In Parliament, PM Imran Khan calls Osama bin Laden a ‘martyr’

Pakistan's Prime Minister Imran Khan speaks during the National Assembly session in Islamabad (AFP)
ISLAMABAD: Pakistan Prime Minister Imran Khan called the mastermind of the 9/11 attacks in the US, Osama bin Laden, a "shaheed (martyr)" on Thursday, saying that his killing on Pakistani soil by US Navy Seals in 2011 had caused a lot of embarrassment to the country.
Speaking in the National Assembly about his government’s foreign policy, Khan said Pakistan had to face immense "humiliation" in the past, despite supporting Washington in the war on terror, and was then blamed for the US’s failures in Afghanistan.
Recalling the killing of Al-Qaeda chief Osama bin Laden, in the Pakistan garrison town of Abbottabad in the northwest, Khan said: "The Americans came to Abbottabad and killed, martyred Osama bin Laden. What happened after that? The entire world cursed at us and spoke ill of us."
"So our ally (US) comes to our own country to kill someone and doesn’t inform us? And 70,000 Pakistanis have died in their war. Look at the humiliation that caused to all the Pakistanis who were abroad," the PM said on the floor of the House.

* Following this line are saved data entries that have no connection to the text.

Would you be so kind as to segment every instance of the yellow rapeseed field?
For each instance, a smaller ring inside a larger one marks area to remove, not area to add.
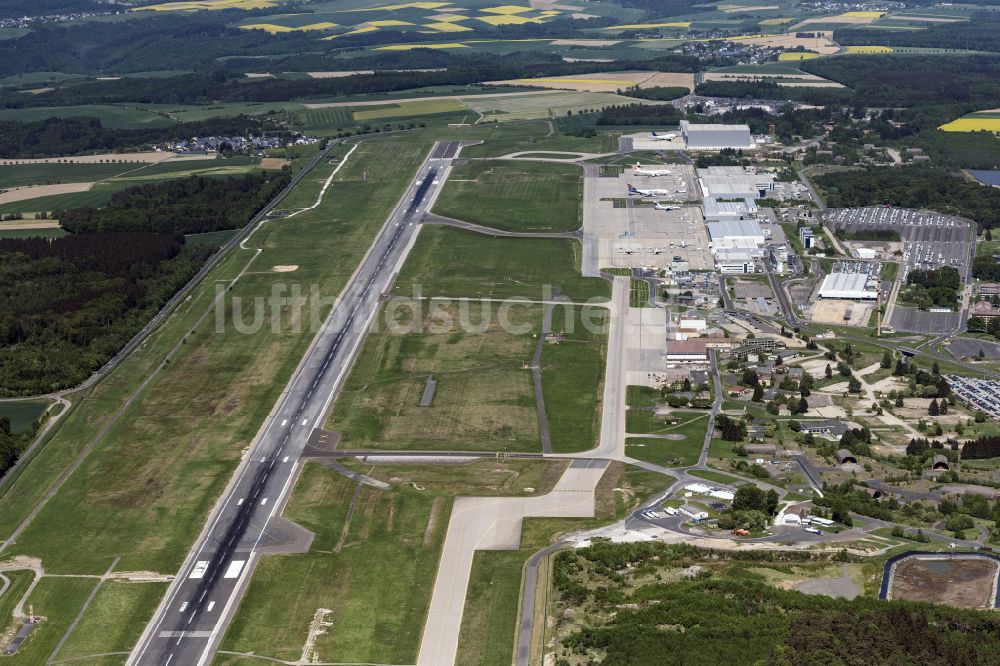
[[[778,56],[778,60],[782,62],[788,61],[799,61],[799,60],[811,60],[812,58],[818,58],[818,53],[812,53],[810,51],[785,51]]]
[[[612,25],[605,30],[642,30],[644,28],[690,28],[691,21],[674,21],[672,23],[629,23],[627,25]]]
[[[164,2],[159,5],[136,7],[132,11],[196,12],[212,9],[269,9],[277,4],[277,0],[183,0],[182,2]]]
[[[1000,118],[966,116],[941,125],[938,129],[945,132],[1000,132]]]

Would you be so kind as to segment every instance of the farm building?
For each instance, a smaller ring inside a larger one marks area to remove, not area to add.
[[[867,273],[830,273],[823,278],[819,297],[874,301],[878,298],[878,285],[870,284]]]
[[[744,444],[743,450],[748,454],[773,456],[778,452],[778,447],[774,444]]]
[[[747,125],[692,124],[680,122],[681,138],[688,150],[753,150],[757,147]]]
[[[949,469],[951,469],[951,465],[948,464],[948,458],[946,458],[945,456],[943,456],[941,454],[938,454],[938,455],[934,456],[933,458],[931,458],[931,470],[932,471],[935,471],[935,472],[937,472],[937,471],[946,472]]]
[[[858,464],[858,457],[848,451],[847,449],[837,449],[837,464],[838,465],[848,465],[848,464]]]

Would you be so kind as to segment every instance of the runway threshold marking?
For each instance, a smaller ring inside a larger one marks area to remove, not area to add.
[[[229,568],[226,569],[226,574],[223,578],[237,578],[240,572],[243,570],[243,565],[246,564],[246,560],[233,560],[229,563]]]
[[[198,560],[194,563],[194,568],[188,578],[202,578],[205,576],[206,569],[208,569],[208,560]]]
[[[286,423],[288,423],[288,419],[285,419],[285,420],[283,420],[283,421],[281,422],[281,425],[285,425]]]
[[[267,504],[267,498],[266,497],[260,501],[260,505],[261,506],[264,506],[265,504]]]

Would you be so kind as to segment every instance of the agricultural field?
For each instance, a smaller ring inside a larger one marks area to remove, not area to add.
[[[117,129],[143,129],[147,127],[167,127],[177,121],[146,110],[92,104],[87,106],[27,107],[24,109],[0,109],[0,120],[32,122],[46,118],[72,118],[91,116],[101,121],[103,127]]]
[[[578,165],[476,160],[452,169],[434,212],[507,231],[575,231],[582,196]]]
[[[541,306],[390,302],[379,322],[327,423],[341,448],[540,450],[525,364]],[[436,388],[421,406],[429,377]]]
[[[626,455],[638,460],[656,463],[664,467],[694,465],[698,462],[701,447],[705,442],[705,428],[708,425],[706,412],[674,412],[672,417],[679,419],[675,425],[667,425],[662,421],[653,424],[653,428],[637,428],[633,430],[635,414],[652,414],[652,412],[636,412],[630,410],[629,432],[637,437],[625,440]],[[642,437],[641,434],[656,434],[662,437]]]
[[[993,132],[1000,133],[1000,109],[976,111],[941,125],[945,132]]]
[[[627,88],[683,87],[694,90],[694,74],[685,72],[597,72],[572,76],[553,76],[508,81],[487,81],[490,85],[525,85],[578,92],[613,93]]]

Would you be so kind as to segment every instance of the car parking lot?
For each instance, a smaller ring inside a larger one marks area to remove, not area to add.
[[[945,379],[969,407],[983,410],[993,420],[1000,419],[1000,382],[958,375],[945,375]]]
[[[831,208],[823,218],[834,231],[896,231],[900,241],[875,242],[889,246],[893,256],[888,258],[895,257],[899,261],[900,280],[905,281],[915,269],[944,266],[957,268],[963,279],[968,278],[974,238],[970,220],[909,208],[884,207]]]

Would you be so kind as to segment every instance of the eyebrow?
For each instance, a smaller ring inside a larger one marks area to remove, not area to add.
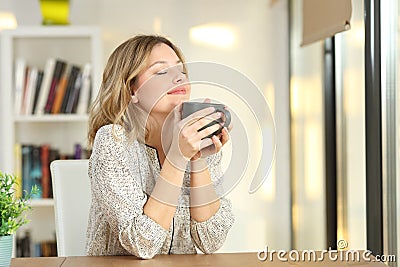
[[[149,66],[149,68],[151,68],[151,67],[153,67],[154,65],[157,65],[157,64],[167,64],[168,62],[167,61],[156,61],[156,62],[154,62],[153,64],[151,64],[150,66]],[[182,61],[181,60],[178,60],[178,61],[176,61],[176,63],[177,64],[179,64],[179,63],[182,63]]]

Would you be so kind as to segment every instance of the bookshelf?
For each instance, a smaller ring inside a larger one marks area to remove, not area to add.
[[[41,70],[45,70],[49,58],[63,59],[82,69],[90,63],[91,102],[97,95],[102,72],[100,28],[27,26],[0,32],[0,170],[9,173],[16,172],[16,143],[49,144],[63,154],[72,154],[75,144],[85,147],[87,140],[87,114],[17,114],[15,66],[18,58]],[[32,207],[31,222],[18,230],[17,236],[29,230],[33,242],[54,239],[54,201],[35,199]]]
[[[88,115],[19,115],[14,117],[15,123],[24,122],[87,122]]]

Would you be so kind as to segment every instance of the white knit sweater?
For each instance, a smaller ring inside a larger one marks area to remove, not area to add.
[[[216,214],[205,222],[190,217],[190,164],[169,231],[143,213],[148,195],[160,173],[157,150],[133,141],[122,127],[113,135],[112,125],[96,134],[89,159],[92,204],[87,229],[88,255],[190,254],[196,248],[213,253],[225,241],[234,222],[231,203],[221,197]],[[115,138],[117,137],[117,138]],[[221,153],[207,158],[211,180],[222,192]]]

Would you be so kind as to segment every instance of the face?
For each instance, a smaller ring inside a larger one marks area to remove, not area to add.
[[[152,115],[169,114],[181,102],[189,100],[190,85],[182,62],[168,45],[156,45],[147,67],[138,75],[135,98]]]

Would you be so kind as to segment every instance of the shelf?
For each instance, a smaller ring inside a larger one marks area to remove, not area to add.
[[[92,26],[19,26],[14,30],[5,30],[5,34],[12,34],[16,38],[97,38],[100,35],[98,27]]]
[[[15,122],[87,122],[89,116],[76,114],[17,115]]]
[[[96,26],[19,26],[15,30],[0,32],[0,125],[2,127],[0,169],[2,171],[22,174],[24,144],[33,146],[48,144],[50,149],[54,149],[54,154],[59,151],[60,155],[72,155],[76,144],[87,142],[88,114],[19,115],[15,112],[16,60],[22,58],[27,65],[43,71],[49,58],[60,58],[82,68],[90,63],[92,65],[90,97],[94,98],[101,84],[102,54],[101,32]],[[90,99],[90,102],[92,101],[93,99]],[[26,158],[25,160],[27,161]],[[29,212],[30,223],[26,228],[31,231],[32,240],[40,242],[53,239],[54,199],[32,199],[29,203],[32,212]],[[19,229],[18,234],[22,234],[23,230]],[[15,251],[16,249],[14,253]]]
[[[32,199],[31,200],[32,208],[35,207],[53,207],[54,199],[52,198],[41,198],[41,199]]]

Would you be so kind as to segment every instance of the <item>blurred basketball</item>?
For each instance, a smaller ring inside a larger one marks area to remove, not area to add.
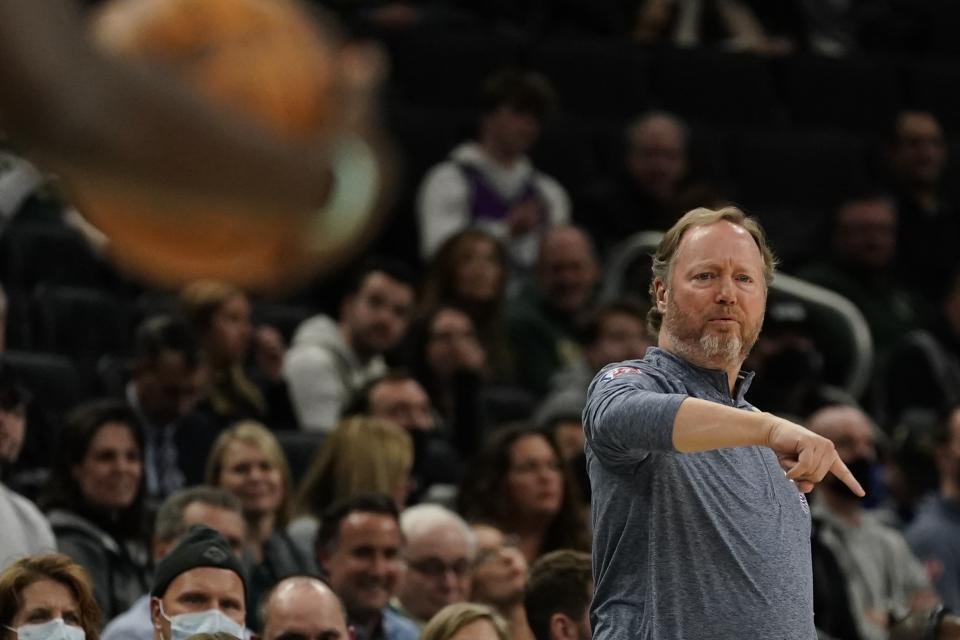
[[[334,119],[337,43],[295,0],[114,0],[91,26],[104,51],[172,73],[282,137],[308,141]],[[370,232],[375,163],[359,171],[353,209],[344,215],[341,207],[336,219],[148,188],[82,167],[65,182],[121,267],[167,286],[213,278],[266,289],[338,264]]]

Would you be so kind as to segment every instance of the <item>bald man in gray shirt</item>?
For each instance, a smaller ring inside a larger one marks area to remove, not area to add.
[[[654,256],[658,347],[590,386],[595,640],[816,638],[803,494],[828,472],[863,490],[744,399],[774,263],[740,210],[687,213]]]

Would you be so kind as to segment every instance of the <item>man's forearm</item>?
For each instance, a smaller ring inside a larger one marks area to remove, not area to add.
[[[770,414],[687,398],[673,421],[673,446],[681,453],[766,446],[774,420]]]

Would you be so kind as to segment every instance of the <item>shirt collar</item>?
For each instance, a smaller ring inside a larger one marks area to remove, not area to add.
[[[644,356],[644,360],[649,360],[657,364],[658,367],[667,373],[678,377],[685,375],[696,375],[705,384],[722,392],[725,396],[730,396],[729,382],[725,371],[719,369],[705,369],[684,360],[675,353],[665,351],[659,347],[650,347]],[[753,382],[753,371],[744,371],[741,369],[737,373],[737,384],[734,387],[733,399],[737,405],[746,403],[744,396]]]

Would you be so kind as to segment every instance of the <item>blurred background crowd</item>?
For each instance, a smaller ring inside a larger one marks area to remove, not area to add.
[[[590,550],[587,386],[655,344],[649,253],[735,203],[781,259],[747,398],[867,489],[812,499],[824,637],[960,608],[956,3],[324,7],[389,53],[402,170],[340,272],[151,287],[0,147],[0,551],[52,530],[109,621],[199,504],[253,603],[321,571],[370,629],[470,600],[531,637],[528,565]],[[337,561],[353,511],[396,523],[382,562]]]

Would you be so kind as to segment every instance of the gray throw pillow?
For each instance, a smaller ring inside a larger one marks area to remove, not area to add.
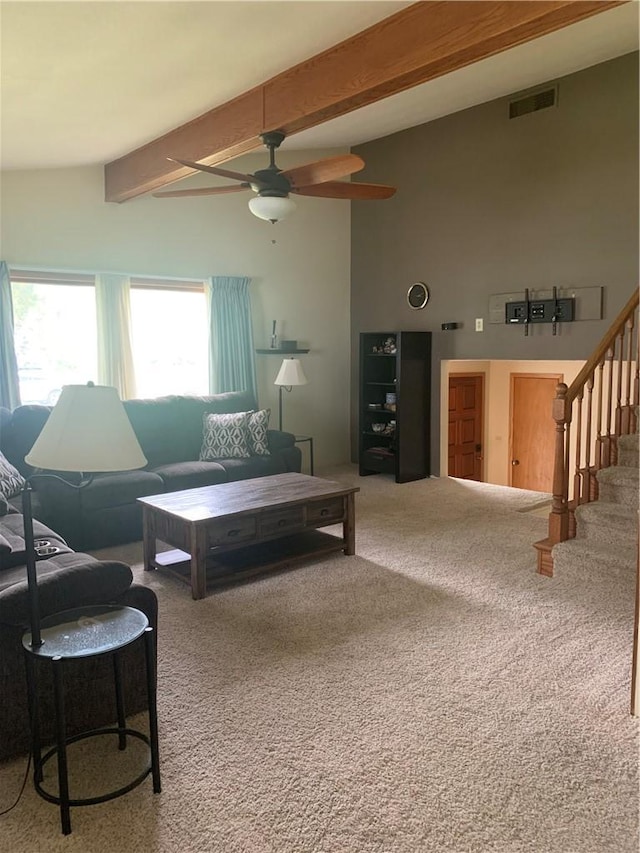
[[[249,450],[255,456],[271,456],[267,437],[270,415],[271,409],[260,409],[259,412],[249,413],[247,425]]]
[[[0,496],[3,498],[13,498],[19,495],[24,486],[25,479],[14,468],[11,462],[0,453]]]
[[[251,456],[247,444],[249,412],[202,416],[203,434],[200,461],[246,459]]]

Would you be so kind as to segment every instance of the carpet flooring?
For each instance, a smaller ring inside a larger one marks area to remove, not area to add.
[[[548,495],[323,476],[360,486],[354,557],[193,601],[139,543],[100,552],[159,598],[162,793],[72,809],[65,838],[28,783],[0,850],[636,853],[633,576],[537,575],[521,510]]]

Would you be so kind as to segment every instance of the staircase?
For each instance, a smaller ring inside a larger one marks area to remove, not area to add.
[[[557,386],[549,531],[534,543],[542,575],[574,569],[635,576],[634,716],[640,715],[639,305],[636,288],[571,385]]]
[[[575,539],[554,545],[554,572],[583,572],[588,567],[607,573],[635,573],[639,439],[637,432],[621,435],[617,464],[596,472],[598,499],[576,507]]]
[[[553,501],[534,543],[542,575],[567,561],[638,566],[639,302],[636,288],[571,386],[557,386]]]

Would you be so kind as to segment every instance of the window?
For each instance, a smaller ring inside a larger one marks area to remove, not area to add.
[[[54,404],[63,385],[98,382],[92,275],[11,271],[22,403]],[[208,324],[198,282],[131,279],[136,396],[208,394]]]
[[[12,281],[11,292],[22,402],[53,405],[63,385],[95,382],[93,288]]]
[[[202,289],[132,285],[131,338],[138,397],[209,393]]]

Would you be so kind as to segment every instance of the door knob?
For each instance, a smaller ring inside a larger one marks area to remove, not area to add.
[[[512,465],[519,465],[519,464],[520,464],[520,460],[519,460],[519,459],[512,459],[512,460],[511,460],[511,464],[512,464]]]

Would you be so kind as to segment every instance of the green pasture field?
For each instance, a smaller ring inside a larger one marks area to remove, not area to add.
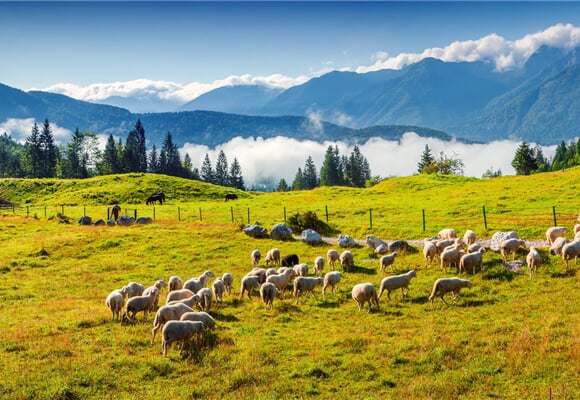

Khan also recalled US drone attacks inside Pakistan, saying the Pakistani government at the time had said it had opposed them. "When the former US military chief, Admiral Mike Mullen, was asked at a US Senate hearing why drone attacks were being carried out despite Pakistan’s objection, Mullen replied that they were carried out with the permission of the Pakistani government," Khan said, adding that Pakistan did not know whether it was an ally or a foe of the US in the war on terror. "Such incidents caused huge embarrassment to overseas Pakistanis," he said.
Following his speech, opposition leaders lambasted the PM over his remarks referring to Bin Laden as a "martyr".
"Imran Khan called Osama bin Laden ‘shaheed’. Bin Laden brought terrorism to our lands, he was a terrorist, and the PM calls him ‘shaheed’," said Khwaja Muhammad Asif, former foreign minister and senior Pakistan Muslim League-Nawaz (PML-N) leader.
Senator Mustafa Nawaz Khokhar of the opposition Pakistan Peoples Party (PPP) called the PM a "national security threat".
"By labelling Osama bin Laden a martyr, Imran Khan has become a national security threat. If he is a martyr, then what is the status of those civilians and members of our armed forces who embraced martyrdom in the attacks by Al Qaeda?" he asked.
Khokhar also questioned the lesson that Khan was trying to teach the younger generation. "Today Imran Khan has proven himself in parliament to be ‘Taliban Khan’. The Imran Khan-Taliban nexus was evident from the meetings between the two," the senator said, adding that the PM was the same person who had called for the Taliban to open offices in Pakistan.